Funding under Subtitle E will be available only for pre-competitive activities and will not be used to promote the sale of or to disparage a specific product, process, or technology. Agencies participating in the working group may, however, facilitate and support, through financial, technical, or other means, the creation of partnerships between higher education institutions, NGOs, consortia, or companies across the value chain in the chemical industry.
Other limitations include prohibiting the use of funds to: (1) support or expand a regulatory chemical management program at an implementing agency under a state law; (2) construct or renovate a building or structure; or (3) promote the sale of or disparage a specific product, process, or technology.
Subtitle E of the Act is a long-overdue initiative to coordinate efforts between and among federal departments and agencies (collectively, Agencies) to fund and promote sustainable chemistry. It will take some effort for the new interagency group to create a workable definition of sustainable chemistry and associated metrics. Perhaps the consensus standard (ANSI/NSF 355) developed in 2010 can provide a starting point for such metrics.
One of the major challenges is how to weight different endpoints that are identified. For example, should a climate change endpoint be given equal weight to aquatic toxicity? Alternatively, will endpoints not be weighted, effectively making all identified endpoints equally important? It will also take effort for Agencies to identify current funding and to ensure that there is not duplicative funding -- although given the dearth of federal research funding going to green or sustainable chemistry, this may not be a significant issue.

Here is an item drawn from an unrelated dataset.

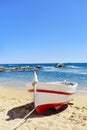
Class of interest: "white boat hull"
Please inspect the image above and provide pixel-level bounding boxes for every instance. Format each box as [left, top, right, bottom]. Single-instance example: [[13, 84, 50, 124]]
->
[[29, 82, 77, 114]]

Subtitle E of the Act puts EPA’s Green Chemistry Challenge (formerly the Presidential Green Chemistry Challenge) on more solid footing as the Act directs EPA to “incentivize or recognize actions that advance sustainable chemistry products, processes, or initiatives, including through the establishment of a nationally recognized awards program.” The Act also puts a greater emphasis on training and education, another area of effort that has languished within federal Agencies.
Perhaps most intriguing to B&C clients is the requirement that Agencies “identify any Federal regulatory barriers to, and opportunities for, Federal agencies facilitating the development of incentives for development, consideration and use of sustainable chemistry processes and products.” As we have written on many occasions, it is B&C’s view that EPA’s implementation of the Toxic Substances Control Act (TSCA) creates a bias against new chemicals, putting new, greener chemistry technologies at a disadvantage in commercial markets. In our view, EPA has the necessary authority under both TSCA and the Pollution Prevention Act to consider environmental and health benefits of new chemicals when making a decision about the necessity of issuing controlling regulations for new chemicals. Subtitle E of the Act now requires that EPA consider whether its current practices are a barrier (or incentive) to new, sustainable chemistry technologies.
We are optimistic that Subtitle E of the Act will increase focus on federal research and development and raise awareness of the benefits of more sustainable chemistry, and are hopeful that it will also put novel sustainable chemistry on (at least) an equal regulatory playing field when compared to incumbent, less sustainable options.